On 5/3/24 00:23, Bjorn Helgaas wrote:
On Thu, Mar 07, 2024 at 04:36:06PM -0600, Bjorn Helgaas wrote:
[+cc Hannes, who did a lot of related VPD work and reviewed the
original posting at
https://lore.kernel.org/r/20210715215959.2014576-6-helgaas@xxxxxxxxxx/]
On Thu, Mar 07, 2024 at 05:09:27PM +0100, Josselin Mouette wrote:
When a device returns invalid VPD data, it can be misused by other
code paths in kernel space or user space, and there are instances
in which this seems to cause memory corruption.
More of the background from Josselin at
https://lore.kernel.org/r/aaea0b30c35bb73b947727e4b3ec354d6b5c399c.camel@xxxxxxxxxx
This is a regression, and obviously needs to be fixed somehow, but I'm
a bit hesitant to revert this until we understand the problem better.
If there's a memory corruption lurking and a revert hides the
corruption so we never fix it, I'm not sure that's an improvement
overall.
I don't want to drop this, but we're kind of stuck here:
- I'd still like to understand the problem better.
- Trivially, I can't apply patches lacking the appropriate
signed-off-by; see https://git.kernel.org/pub/scm/linux/kernel/git/torvalds/linux.git/tree/Documentation/process/submitting-patches.rst?id=v6.6#n396
Right.
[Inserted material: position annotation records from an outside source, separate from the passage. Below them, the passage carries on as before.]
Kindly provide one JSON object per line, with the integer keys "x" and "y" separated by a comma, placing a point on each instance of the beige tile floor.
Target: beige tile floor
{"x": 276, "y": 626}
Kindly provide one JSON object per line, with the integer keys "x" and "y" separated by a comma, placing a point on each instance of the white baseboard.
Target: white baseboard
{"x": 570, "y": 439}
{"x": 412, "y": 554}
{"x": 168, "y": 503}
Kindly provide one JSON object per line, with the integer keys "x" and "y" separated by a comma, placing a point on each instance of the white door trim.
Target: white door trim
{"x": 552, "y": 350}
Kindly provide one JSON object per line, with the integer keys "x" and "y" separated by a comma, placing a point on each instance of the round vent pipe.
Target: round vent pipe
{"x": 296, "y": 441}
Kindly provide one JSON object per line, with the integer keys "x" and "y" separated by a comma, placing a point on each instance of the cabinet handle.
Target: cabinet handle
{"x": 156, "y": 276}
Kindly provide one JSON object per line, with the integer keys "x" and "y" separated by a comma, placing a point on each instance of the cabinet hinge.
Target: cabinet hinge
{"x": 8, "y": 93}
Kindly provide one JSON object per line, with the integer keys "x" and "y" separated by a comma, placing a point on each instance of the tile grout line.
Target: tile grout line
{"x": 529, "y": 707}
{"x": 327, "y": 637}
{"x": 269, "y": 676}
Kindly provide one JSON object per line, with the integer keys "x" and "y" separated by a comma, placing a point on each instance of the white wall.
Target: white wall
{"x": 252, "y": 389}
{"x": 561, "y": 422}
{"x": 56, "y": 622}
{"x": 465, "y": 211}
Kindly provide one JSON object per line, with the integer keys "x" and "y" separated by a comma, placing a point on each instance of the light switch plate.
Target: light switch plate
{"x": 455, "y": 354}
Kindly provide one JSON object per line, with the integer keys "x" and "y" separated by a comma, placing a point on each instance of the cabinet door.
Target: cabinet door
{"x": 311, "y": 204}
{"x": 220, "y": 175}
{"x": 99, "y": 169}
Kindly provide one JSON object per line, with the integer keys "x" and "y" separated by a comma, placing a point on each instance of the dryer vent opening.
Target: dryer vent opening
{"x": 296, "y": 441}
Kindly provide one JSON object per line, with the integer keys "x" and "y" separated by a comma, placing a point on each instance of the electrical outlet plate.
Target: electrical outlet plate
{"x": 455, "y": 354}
Again.
So: Problem is that VPD data is a self-describing stream of serialized
TLV records. The records themselves have no internal consistency check,
so any data read is assumed to be correct. If there is an error during
decoding we really should not continue, as everything beyond that error
cannot be relied on.
However, the assumption was that the read data is correct, so in getting
an error the very assumption leading us to interpret the data as VPD
records is invalid, too.
But question remains: was the data correct until the error?
Or was the error earlier, and we just mis-interpreted invalid data?
In my original patch I used the second attempt, as this will pretty
much guarantee that all VPD data will be correct. It has the drawback,
though, that for some cards we won't be able to read the VPD data, even
if they would provide valid data until the error.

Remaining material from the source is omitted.